Lebanon economy goes deeper into the red as fuel cost adds to gaping budget deficit

This photo shows one of the two Karadeniz Holding ships, which are   docked   at Lebanon ports . The ships have been  providing  about  280 megawatts of electricity to Lebanon for three years at an exorbitant  price  that included hundreds of millions of dollars in bribes to politicians
This photo shows one of the two Karadeniz Holding ships, which are docked at Lebanon ports . The ships have been providing about 280 megawatts of electricity to Lebanon for three years at an exorbitant price that included hundreds of millions of dollars in bribes to politicians

BEIRUT – Lebanon’s parliament is next week expected to approve over $400 million in extra-budgetary spending on fuel, the finance minister said on Monday, a move that should ease a power supply crisis but will add to a gaping budget deficit.

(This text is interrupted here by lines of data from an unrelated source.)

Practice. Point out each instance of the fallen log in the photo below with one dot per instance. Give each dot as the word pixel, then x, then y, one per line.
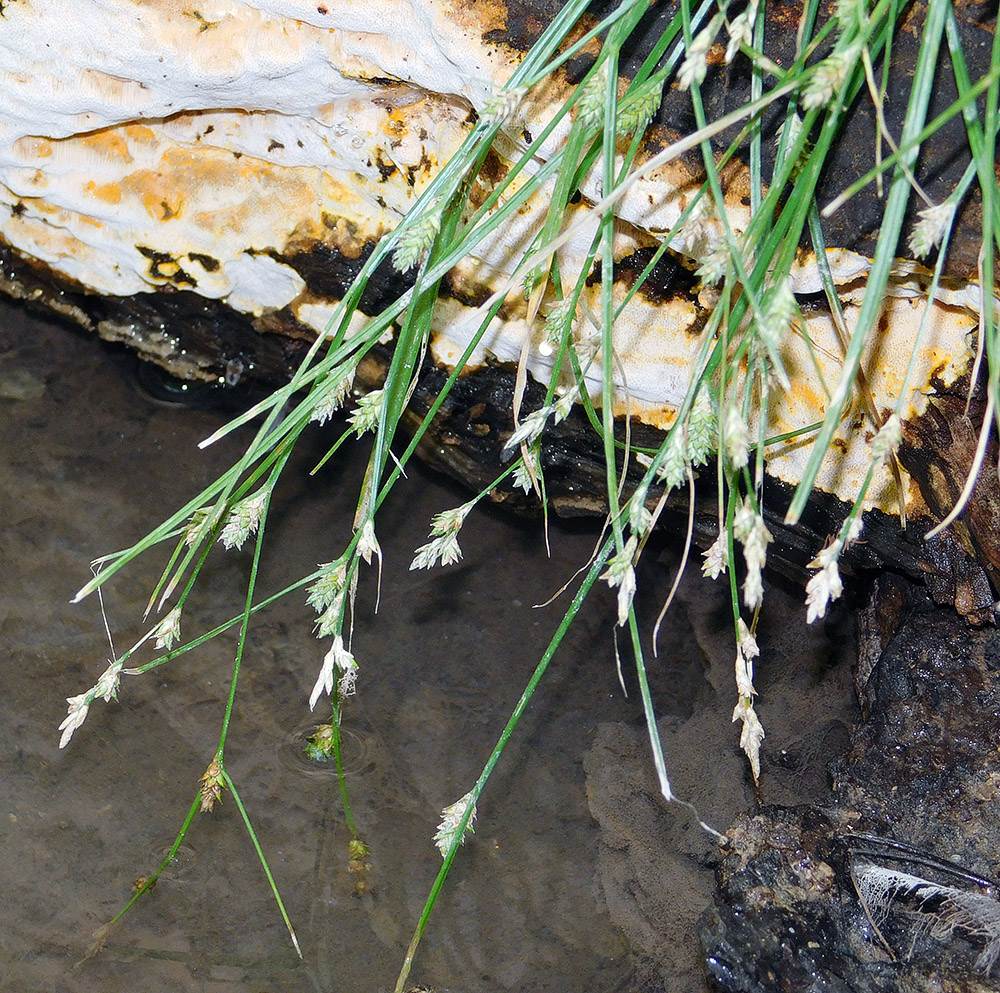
pixel 207 186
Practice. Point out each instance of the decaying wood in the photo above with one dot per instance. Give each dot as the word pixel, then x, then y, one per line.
pixel 136 201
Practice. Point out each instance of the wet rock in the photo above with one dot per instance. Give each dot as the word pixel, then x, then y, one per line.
pixel 807 900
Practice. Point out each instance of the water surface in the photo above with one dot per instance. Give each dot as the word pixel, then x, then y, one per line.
pixel 578 876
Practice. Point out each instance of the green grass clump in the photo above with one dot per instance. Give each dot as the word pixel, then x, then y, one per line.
pixel 738 370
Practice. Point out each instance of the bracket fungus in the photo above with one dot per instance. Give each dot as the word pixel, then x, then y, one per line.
pixel 164 167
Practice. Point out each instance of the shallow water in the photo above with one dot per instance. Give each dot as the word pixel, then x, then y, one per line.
pixel 578 876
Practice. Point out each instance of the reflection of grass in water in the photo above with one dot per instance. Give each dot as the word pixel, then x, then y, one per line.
pixel 736 374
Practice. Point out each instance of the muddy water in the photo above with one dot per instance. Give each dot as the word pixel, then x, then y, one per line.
pixel 578 876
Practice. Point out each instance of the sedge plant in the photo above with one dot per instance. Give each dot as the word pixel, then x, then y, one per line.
pixel 737 371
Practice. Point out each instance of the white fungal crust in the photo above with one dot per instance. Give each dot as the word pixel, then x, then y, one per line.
pixel 155 144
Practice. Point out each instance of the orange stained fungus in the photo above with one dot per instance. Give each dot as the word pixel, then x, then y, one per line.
pixel 108 192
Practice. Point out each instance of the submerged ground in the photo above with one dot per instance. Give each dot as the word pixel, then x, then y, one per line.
pixel 578 877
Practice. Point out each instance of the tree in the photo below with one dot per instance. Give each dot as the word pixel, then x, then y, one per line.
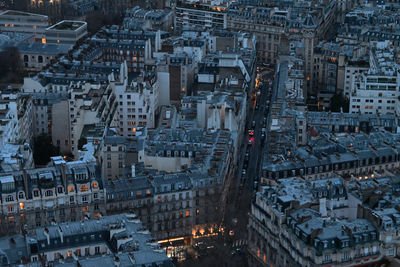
pixel 338 101
pixel 11 67
pixel 81 142
pixel 44 149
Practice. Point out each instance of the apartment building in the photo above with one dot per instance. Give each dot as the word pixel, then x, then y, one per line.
pixel 24 22
pixel 377 89
pixel 61 192
pixel 172 206
pixel 118 240
pixel 142 19
pixel 175 73
pixel 66 32
pixel 210 14
pixel 137 102
pixel 311 223
pixel 118 154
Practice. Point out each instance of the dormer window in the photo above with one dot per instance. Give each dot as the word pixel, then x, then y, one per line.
pixel 84 188
pixel 71 188
pixel 95 185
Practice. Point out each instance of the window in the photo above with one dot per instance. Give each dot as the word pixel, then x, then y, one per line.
pixel 95 185
pixel 346 256
pixel 84 188
pixel 327 257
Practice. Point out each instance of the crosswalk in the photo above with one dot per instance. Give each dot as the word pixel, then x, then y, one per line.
pixel 239 243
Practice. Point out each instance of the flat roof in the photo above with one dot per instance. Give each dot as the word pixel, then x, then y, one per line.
pixel 67 25
pixel 21 13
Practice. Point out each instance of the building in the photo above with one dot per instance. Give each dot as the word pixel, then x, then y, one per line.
pixel 175 73
pixel 210 14
pixel 376 90
pixel 66 32
pixel 311 223
pixel 58 193
pixel 24 22
pixel 142 19
pixel 36 56
pixel 137 102
pixel 111 240
pixel 118 154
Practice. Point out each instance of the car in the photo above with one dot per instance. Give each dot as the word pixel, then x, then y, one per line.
pixel 237 251
pixel 251 141
pixel 255 186
pixel 245 165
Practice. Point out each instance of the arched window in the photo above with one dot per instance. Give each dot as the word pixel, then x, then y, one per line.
pixel 95 185
pixel 84 188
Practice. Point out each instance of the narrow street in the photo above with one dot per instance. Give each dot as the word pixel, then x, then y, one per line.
pixel 230 249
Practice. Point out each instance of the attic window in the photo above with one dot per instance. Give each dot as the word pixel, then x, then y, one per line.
pixel 71 188
pixel 95 185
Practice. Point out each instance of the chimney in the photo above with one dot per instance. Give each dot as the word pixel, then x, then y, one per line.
pixel 61 234
pixel 46 233
pixel 117 262
pixel 133 172
pixel 322 207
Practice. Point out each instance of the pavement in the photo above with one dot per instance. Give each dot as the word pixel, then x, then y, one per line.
pixel 230 249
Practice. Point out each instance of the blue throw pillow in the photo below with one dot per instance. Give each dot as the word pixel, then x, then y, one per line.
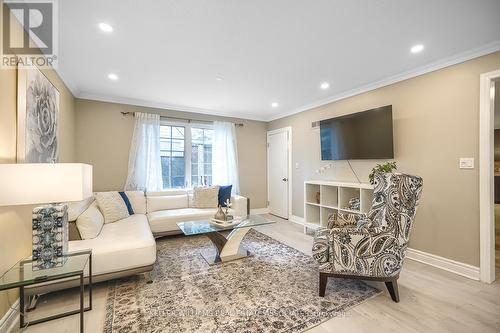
pixel 127 203
pixel 224 194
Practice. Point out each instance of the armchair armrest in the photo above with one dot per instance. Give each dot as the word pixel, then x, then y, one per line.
pixel 240 205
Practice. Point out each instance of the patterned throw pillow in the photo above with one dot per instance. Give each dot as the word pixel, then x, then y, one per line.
pixel 206 197
pixel 112 206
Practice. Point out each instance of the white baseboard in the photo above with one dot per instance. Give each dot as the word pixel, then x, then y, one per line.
pixel 460 268
pixel 258 211
pixel 296 219
pixel 10 319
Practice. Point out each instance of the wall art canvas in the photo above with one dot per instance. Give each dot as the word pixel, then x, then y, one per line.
pixel 38 118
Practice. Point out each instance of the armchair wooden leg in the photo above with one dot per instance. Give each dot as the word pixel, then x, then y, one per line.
pixel 392 287
pixel 323 279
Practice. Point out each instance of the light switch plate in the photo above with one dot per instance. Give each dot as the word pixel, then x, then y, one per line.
pixel 466 163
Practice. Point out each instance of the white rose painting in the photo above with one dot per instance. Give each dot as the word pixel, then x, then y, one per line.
pixel 41 119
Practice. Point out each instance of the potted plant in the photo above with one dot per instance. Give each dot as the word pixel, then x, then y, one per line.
pixel 382 168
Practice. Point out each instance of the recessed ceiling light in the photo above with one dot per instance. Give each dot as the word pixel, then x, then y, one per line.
pixel 417 48
pixel 105 27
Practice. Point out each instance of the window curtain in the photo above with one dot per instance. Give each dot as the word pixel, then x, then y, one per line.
pixel 144 162
pixel 225 156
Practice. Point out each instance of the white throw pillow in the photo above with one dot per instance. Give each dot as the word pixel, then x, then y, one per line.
pixel 137 200
pixel 206 197
pixel 90 222
pixel 112 206
pixel 76 208
pixel 156 203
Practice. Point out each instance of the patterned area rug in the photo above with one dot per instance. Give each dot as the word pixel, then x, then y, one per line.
pixel 274 290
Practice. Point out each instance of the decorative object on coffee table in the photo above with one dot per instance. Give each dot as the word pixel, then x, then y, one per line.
pixel 227 248
pixel 274 290
pixel 220 215
pixel 24 184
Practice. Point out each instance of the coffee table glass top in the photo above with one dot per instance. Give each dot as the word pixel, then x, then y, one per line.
pixel 206 226
pixel 22 273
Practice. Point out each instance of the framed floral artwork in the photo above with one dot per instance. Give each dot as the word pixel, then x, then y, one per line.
pixel 37 118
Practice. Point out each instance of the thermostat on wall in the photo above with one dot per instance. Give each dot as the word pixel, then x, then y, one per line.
pixel 466 163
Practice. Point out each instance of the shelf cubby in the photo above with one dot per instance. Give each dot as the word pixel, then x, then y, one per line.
pixel 313 214
pixel 346 194
pixel 325 214
pixel 310 193
pixel 366 200
pixel 329 196
pixel 334 198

With no sign of a final deal to form a national unity government led by Prime Minister-designate Saad al-Hariri, Parliament Speaker Nabih Berri has called a legislative session for next Monday and Tuesday to process urgent laws.

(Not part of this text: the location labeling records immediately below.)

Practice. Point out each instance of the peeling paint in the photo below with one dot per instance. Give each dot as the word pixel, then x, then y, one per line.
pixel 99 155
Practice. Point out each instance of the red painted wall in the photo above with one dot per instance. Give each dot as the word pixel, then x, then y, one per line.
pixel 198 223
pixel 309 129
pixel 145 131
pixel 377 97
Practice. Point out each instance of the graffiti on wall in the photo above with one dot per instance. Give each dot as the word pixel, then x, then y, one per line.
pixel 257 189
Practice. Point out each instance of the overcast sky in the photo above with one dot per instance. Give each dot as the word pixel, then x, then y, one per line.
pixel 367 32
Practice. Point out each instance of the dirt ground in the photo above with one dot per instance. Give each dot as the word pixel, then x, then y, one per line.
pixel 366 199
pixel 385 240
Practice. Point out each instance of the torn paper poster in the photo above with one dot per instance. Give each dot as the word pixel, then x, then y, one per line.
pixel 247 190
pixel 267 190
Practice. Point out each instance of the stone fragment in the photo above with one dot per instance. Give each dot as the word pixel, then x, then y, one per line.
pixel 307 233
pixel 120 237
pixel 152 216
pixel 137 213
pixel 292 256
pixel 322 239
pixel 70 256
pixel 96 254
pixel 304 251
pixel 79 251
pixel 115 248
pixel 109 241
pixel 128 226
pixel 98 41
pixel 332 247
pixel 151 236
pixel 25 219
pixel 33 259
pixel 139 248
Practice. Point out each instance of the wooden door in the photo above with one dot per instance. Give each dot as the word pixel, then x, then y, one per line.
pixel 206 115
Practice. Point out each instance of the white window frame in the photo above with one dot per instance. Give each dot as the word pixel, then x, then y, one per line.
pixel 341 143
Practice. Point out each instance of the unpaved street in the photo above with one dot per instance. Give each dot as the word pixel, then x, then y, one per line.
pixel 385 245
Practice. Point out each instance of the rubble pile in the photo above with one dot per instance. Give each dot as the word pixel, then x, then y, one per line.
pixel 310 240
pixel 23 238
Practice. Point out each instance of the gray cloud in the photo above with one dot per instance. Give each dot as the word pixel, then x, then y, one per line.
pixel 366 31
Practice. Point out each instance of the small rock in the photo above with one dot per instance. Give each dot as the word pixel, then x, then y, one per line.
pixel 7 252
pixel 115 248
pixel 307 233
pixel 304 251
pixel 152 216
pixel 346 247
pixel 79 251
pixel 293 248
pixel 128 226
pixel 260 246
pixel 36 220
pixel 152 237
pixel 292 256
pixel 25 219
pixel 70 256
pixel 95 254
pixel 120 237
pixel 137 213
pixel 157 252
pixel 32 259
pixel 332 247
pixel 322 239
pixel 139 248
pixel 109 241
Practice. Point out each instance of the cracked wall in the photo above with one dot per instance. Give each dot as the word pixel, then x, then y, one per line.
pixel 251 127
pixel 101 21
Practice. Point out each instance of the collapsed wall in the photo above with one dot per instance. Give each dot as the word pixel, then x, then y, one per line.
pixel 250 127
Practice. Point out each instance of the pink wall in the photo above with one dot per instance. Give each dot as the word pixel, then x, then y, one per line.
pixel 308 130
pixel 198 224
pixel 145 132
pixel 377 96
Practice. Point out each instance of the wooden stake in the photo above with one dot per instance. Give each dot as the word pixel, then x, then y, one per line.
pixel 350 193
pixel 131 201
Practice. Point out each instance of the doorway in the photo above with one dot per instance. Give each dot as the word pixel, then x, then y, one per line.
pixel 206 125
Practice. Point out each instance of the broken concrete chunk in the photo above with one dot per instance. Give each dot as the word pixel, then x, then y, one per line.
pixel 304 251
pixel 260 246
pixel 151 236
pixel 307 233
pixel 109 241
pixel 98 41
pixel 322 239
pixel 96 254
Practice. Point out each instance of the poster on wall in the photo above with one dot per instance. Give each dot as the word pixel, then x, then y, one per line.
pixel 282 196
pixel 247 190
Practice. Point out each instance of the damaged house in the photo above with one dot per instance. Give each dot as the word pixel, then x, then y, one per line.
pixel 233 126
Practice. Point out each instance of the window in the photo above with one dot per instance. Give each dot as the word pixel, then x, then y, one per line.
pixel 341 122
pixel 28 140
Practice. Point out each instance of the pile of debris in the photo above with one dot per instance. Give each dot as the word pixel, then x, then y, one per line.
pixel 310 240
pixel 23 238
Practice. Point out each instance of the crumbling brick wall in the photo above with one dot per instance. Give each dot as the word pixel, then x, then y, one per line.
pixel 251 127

Members of the caretaker government led by Hariri said fuel supplied by Algeria’sSonatrach and aboard two ships anchored off the Lebanese coast would be offloaded, avoiding the need for more power cuts.

The fuel was being handed over on the promise that parliament would meet next week and authorise payment, Finance Minister Hassan Ali Khalil told Reuters.

Khalil said subsidised state power provider Electricite du Liban (EDL) needed an extra 642 billion Lebanese pounds ($430 million) above the 2,100 billion ($1.4 billion) allocated in the 2018 budget to cover fuel needs for the rest of the year.

He said he was unwilling to implement extra-budgetary spending without parliamentary approval.

EDL said on Saturday it reduced power production by 320MW last week and said if a solution to the fuel payment was not found it would have to gradually shut down power plants.

It said the need for extra funds had been caused by this year’s rise in oil prices.

Energy and Water Minister Cesar Abi Khalil said the problem had been resolved and fuel would start to be unloaded from ships on Monday, avoiding the need for additional power cuts.

The number one priority for a new government is to reduce the twin budget and current account deficits and tackle the country’s debt, which stands at more than 150 percent of GDP.

The first step on this path should be reforming the electricity sector, the World Bank says, describing EDL subsidies as a “staggering burden” on national finances.

Last year the government spent $1.3 billion on EDL – 13 percent of primary expenditure.

At a meeting of international donors in April in Paris, where more than $11 billion of investment was pledged in return for reforms, Hariri promised to reduce the budget deficit as a percentage of GDP by 5 percent over five years.